Judgment, Supreme Court, New York County (Michael R. Ambrecht, J.), rendered January 7, 2004, convicting defendant, after a jury trial, of three counts of rape in the third degree and three counts of sodomy in the third degree, and sentencing him, as a second felony offender, to an aggregate term of 2 to 4 years, unanimously affirmed.

During his cross-examination of the victim, defendant opened the door to evidence of defendant's explanation to the victim as to why he had not attended her party (see People v. Torre, 42 N.Y.2d 1036, 399 N.Y.S.2d 203, 369 N.E.2d 759 [1977] ).   The explanation, that he had been driving with friends and had been “stopped,” did not constitute evidence of an uncharged crime (see People v. Flores, 210 A.D.2d 1, 618 N.Y.S.2d 815 [1994], lv. denied 84 N.Y.2d 1031, 623 N.Y.S.2d 187, 647 N.E.2d 459 [1995] ).   Moreover, the nature of the explanation was relevant to a credibility issue that defendant developed during cross-examination.
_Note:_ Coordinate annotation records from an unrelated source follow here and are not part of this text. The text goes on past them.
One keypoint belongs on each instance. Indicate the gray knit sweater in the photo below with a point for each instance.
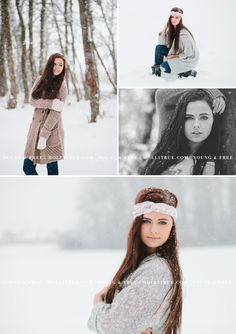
(142, 302)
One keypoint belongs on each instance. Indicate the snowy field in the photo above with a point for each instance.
(44, 290)
(90, 148)
(212, 25)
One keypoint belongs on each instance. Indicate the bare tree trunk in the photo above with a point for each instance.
(103, 65)
(3, 79)
(91, 81)
(66, 26)
(112, 48)
(42, 24)
(23, 54)
(31, 55)
(91, 37)
(12, 101)
(70, 23)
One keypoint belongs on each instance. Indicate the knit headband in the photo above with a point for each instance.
(176, 13)
(145, 207)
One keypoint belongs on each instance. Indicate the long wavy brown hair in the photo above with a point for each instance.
(173, 33)
(49, 84)
(173, 141)
(137, 251)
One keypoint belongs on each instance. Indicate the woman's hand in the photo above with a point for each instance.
(41, 143)
(171, 56)
(218, 105)
(99, 297)
(165, 28)
(147, 331)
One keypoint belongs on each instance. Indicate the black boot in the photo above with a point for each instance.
(188, 74)
(156, 70)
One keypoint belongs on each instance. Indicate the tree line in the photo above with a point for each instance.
(83, 31)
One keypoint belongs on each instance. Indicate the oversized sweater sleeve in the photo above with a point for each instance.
(55, 104)
(162, 38)
(135, 307)
(186, 46)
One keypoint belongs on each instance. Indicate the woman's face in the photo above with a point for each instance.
(58, 66)
(198, 121)
(155, 229)
(175, 19)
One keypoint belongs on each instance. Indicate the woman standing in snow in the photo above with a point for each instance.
(190, 142)
(177, 44)
(45, 140)
(145, 295)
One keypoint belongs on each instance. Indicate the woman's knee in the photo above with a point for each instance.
(29, 167)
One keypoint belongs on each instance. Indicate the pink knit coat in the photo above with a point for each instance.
(47, 123)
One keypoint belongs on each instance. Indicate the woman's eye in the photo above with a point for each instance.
(187, 118)
(162, 222)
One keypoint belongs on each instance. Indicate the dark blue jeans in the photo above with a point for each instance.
(160, 52)
(29, 168)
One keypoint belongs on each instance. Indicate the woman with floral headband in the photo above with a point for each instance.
(45, 140)
(177, 44)
(145, 295)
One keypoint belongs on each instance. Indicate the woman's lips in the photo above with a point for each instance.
(154, 238)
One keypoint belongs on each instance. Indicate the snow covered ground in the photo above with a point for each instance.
(45, 290)
(212, 24)
(90, 148)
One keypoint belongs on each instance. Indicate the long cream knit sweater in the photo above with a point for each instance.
(143, 301)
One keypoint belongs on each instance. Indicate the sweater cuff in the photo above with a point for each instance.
(92, 322)
(45, 133)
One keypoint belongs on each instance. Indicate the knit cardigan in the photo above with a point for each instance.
(188, 56)
(143, 301)
(47, 123)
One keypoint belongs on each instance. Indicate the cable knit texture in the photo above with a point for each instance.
(47, 123)
(143, 301)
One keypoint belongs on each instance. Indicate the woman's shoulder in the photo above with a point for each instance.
(185, 32)
(153, 266)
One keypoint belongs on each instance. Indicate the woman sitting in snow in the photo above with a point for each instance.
(45, 140)
(177, 44)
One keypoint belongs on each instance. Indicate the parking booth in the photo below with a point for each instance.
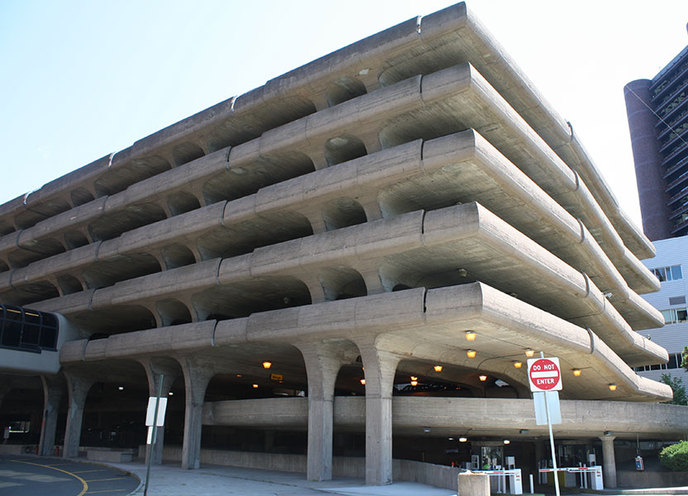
(581, 477)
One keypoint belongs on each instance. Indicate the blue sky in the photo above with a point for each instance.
(80, 79)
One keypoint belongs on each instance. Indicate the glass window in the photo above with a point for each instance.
(681, 314)
(672, 273)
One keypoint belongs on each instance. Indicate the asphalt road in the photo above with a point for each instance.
(37, 476)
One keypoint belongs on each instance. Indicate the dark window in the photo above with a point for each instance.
(27, 330)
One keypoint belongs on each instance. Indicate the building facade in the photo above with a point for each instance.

To the extent that a portion of an officer's testimony concerning his investigation of the crime could be viewed as lay opinion on the victim's credibility, we find the error to be harmless (see People v. Crimmins, 36 N.Y.2d 230, 367 N.Y.S.2d 213, 326 N.E.2d 787 [1975] ).

The challenged portions of the People's summation constituted fair comment on the evidence (see People v. Overlee, 236 A.D.2d 133, 666 N.Y.S.2d 572 [1997], lv. denied 91 N.Y.2d 976, 672 N.Y.S.2d 855, 695 N.E.2d 724 [1998];  People v. D'Alessandro, 184 A.D.2d 114, 118-119, 591 N.Y.S.2d 1001 [1992], lv. denied 81 N.Y.2d 884, 597 N.Y.S.2d 945, 613 N.E.2d 977 [1993] ).   Defendant placed the victim's credibility at issue throughout the trial, including defendant's summation, and the People's responsive arguments did not constitute vouching and were not inflammatory (People v. Gonzalez, 298 A.D.2d 133, 747 N.Y.S.2d 761 [2002], lv. denied 99 N.Y.2d 614, 757 N.Y.S.2d 825, 787 N.E.2d 1171 [2003] ).